June 8, 2012 at 11:59 AM ET
So, do you think listening to Bert and Ernie could get you to spill secrets? The folks running Guantanamo Bay seem to think so – Al Jazeera reports they’ve forced detainees there to listen to loud “Sesame Street” music “for hours or days on end.”
I don’t blame Sesame Street’s composer, Christopher Cerf, for being ticked off. He told Al Jazeera:
“I didn't really like the idea that I was helping break down prisoners, but it was much worse when I heard later that they were actually using the music in Guantanamo to actually do deep, long-term interrogations and obviously to inflict enough pain on prisoners so they would talk."
My sentiments exactly. But the notion of using music to make other people unhappy has always fascinated me (my parents will back me up on that), particularly ever since I read about the military blasting rock and roll as a psyops move to flush Panamanian dictator Manuel Noriega out of hiding.
I like a lot of different music and can find something in most all genres that is worth listening to, and that includes children’s music. But just BARELY. The simple tunes, the wacky sounds, the seemingly endless repetition of what sounds to the adult ear like nonsense (but often is teaching my kid how to tie her shoes or something, I know) – I think the interrogator who put “Sesame Street” on “repeat” must have gotten the idea in a minivan loaded with kids.
“Sesame Street” wouldn’t be so bad for me. So far we’ve dodged overexposure to the Street gang, and the stuff we do watch, I like – Feist rewriting “1-2-3-4” as a counting lesson, or Ernie’s reggae smash “Do De Rubber Duck.” A few days ago, though, my wife said something that sent a chill down my spine:
“You should download ‘Y.M.C.A.’ onto your phone. The Village People.”
She hasn’t been drinking, I thought, and I don’t see evidence that she fell and struck her head. So why would she say that?
“They dance to it at preschool,” my wife explained. “NJ loves it.”
So I did it. Because I love my 2-year-old daughter. And I danced to it with her. I helped her refine her arm movements spelling out Y-M-C-A. And we danced to it again. And again. Now I’m hoping that famous short toddler attention span kicks in, so “Y.M.C.A.” will soon be a distant memory. (And no, not so we can move on to “Macho Man.”)
But I still don’t think listening to the Village People is torture. I mean, you can dance to it. Children’s music, though? Well …
Along with the Village People, the adult-oriented performers who get NJ going currently are Adele (she’s repeatedly identified “Rolling in the Deep” as her favorite song), Bruce Springsteen (“Bruuuuuuuce,” as she knows him), and the Rolling Stones. And yes, I’m responsible for the last two.
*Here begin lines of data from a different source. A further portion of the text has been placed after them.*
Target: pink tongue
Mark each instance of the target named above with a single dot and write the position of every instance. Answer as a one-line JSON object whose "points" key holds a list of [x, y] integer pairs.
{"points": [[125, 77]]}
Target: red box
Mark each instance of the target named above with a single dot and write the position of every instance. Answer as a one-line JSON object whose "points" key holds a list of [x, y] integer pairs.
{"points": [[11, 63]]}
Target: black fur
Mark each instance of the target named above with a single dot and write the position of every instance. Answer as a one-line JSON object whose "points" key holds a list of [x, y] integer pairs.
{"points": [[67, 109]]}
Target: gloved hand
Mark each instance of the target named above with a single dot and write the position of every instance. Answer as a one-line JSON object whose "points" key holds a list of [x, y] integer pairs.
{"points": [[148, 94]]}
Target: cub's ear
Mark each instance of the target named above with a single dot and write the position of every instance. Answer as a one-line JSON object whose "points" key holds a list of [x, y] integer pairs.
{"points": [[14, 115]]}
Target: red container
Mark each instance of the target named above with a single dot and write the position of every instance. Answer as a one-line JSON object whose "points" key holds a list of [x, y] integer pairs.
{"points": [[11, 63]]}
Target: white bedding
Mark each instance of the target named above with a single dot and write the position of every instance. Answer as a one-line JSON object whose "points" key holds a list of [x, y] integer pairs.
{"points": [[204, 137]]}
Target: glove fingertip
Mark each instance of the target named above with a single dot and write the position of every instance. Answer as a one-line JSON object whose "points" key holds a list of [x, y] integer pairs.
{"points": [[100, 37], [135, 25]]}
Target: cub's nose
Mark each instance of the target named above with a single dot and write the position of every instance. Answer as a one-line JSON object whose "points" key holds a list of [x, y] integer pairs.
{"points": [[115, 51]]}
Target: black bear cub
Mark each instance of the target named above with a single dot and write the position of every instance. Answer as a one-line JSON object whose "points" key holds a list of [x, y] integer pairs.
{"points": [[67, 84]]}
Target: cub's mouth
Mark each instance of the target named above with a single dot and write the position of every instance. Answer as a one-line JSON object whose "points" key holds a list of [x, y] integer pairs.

I always perk up when she asks “What is this song?” because it’s another opportunity for me to mold her specifically to my tastes.
Not that it will stick, of course. There’s a node way in the back of NJ’s brain that is already developing her future “Dad has terrible taste in music” position. I’m already cringing at the thought of whatever will be popular amongst tween girls in 10 years. I’m sure it’ll be torture.
Who would your enemies play to get you to talk?